Central College News

Central Sets Lowest Price Increase in Decades

Featured: Central Sets Lowest Price Increase in Decades

November 3, 2016

For the fifth consecutive year, Central College has announced its smallest price increase in nearly 50 years. Total price for tuition, room and board next year will be just 2.9 percent higher. The increase is identical to last year — and less than the previous 3.5 and 3.95 percent increases.

Tuition for 2017-18 will be $35,930, with room and board remaining at $9,980. The minimal tuition increase covers increased costs of operation.

“As part of Central College’s ongoing commitment to affordability, we continue to do all we can to limit costs and to partner with students to ensure that a Central education is accessible to all,” said Central College President Mark Putnam. “We’ve reduced annual expenditures more than $3.1 million over the last four years and are committed to reducing costs further, without compromising the quality of a Central education.”

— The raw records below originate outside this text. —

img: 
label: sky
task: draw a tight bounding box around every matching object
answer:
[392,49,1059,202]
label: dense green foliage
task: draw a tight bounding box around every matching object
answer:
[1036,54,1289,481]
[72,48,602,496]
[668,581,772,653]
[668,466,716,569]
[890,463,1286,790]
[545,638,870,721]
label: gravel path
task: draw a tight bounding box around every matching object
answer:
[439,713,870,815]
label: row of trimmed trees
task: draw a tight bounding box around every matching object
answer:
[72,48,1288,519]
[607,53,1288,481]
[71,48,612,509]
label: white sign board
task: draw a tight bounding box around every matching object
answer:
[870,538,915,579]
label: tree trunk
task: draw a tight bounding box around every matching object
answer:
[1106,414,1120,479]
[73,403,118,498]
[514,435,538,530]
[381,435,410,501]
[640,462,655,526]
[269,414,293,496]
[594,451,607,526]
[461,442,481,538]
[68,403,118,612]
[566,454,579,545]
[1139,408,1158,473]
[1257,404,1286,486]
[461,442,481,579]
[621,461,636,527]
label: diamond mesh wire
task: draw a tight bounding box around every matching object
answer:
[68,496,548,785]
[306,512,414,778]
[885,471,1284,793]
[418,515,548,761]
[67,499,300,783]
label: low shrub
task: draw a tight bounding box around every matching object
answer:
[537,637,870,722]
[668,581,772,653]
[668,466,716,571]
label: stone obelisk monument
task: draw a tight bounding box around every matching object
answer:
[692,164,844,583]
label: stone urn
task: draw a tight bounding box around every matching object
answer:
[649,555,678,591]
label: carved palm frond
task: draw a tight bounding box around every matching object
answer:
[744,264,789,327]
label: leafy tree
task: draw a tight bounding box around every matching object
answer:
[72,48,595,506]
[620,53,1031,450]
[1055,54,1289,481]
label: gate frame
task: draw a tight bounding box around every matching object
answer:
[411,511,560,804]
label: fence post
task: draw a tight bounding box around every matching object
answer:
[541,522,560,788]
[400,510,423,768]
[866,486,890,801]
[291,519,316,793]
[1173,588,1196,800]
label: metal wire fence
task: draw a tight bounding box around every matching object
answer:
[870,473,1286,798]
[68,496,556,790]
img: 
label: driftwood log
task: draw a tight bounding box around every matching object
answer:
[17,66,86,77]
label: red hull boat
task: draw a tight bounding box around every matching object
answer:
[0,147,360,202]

In addition to limiting tuition increases, Central offers strong financial aid awards to ensure the college is affordable. More than 99 percent of students receive financial aid, including scholarships supported by alumni and donors. Financial aid packages awarded may include scholarships, gift assistance, work study and student loans.

Donor support of students and Central’s mission extends beyond scholarships, too. Central has raised nearly $31 million since fiscal year 2012. These donations support many strategic initiatives, including academic and student development, faculty development, athletics and global experiential learning, as well as student aid and the Journey Scholarship Fund.

  • Central has raised approximately $11 million for the Forever Dutch initiative to enhance the A.N. Kuyper Athletics Complex — an area used by more than 94 percent of students on a weekly basis — including an expansion and renovation of P.H. Kuyper Gymnasium.
  • The college received an additional $500,000 gift from The Maytag Foundation to complete renovation of the Maytag Student Center, building on their earlier $3.6-million gift.
  • Central again raised nearly $1.7 million for the Journey Scholarship Fund goal to support student scholarships, while also increasing the alumni participation rate for the first time in three years.
  • The college received an estate gift of $1.5 million from the estate of Helen J. Hislop, Central class of 1950.
  • The class of 1965 contributed $122,000 for its 50-year reunion gift, which will make possible a minimum of 122 Journey Scholarships.
  • Many additional gifts of support for Central students were given this year, including endowed scholarships, student research stipends and funds for an organic garden classroom and kitchen.

The college also makes sure each student can graduate in four years — an important factor for determining cost. If students fall behind at other colleges, they pay more tuition and lose wages they would earn after a timely graduation. At Central, 92 percent of graduates finish in four years or fewer, and nearly 100 percent are employed in a field of their choice, enrolled in graduate/professional school or completing a year of service within a year of graduation.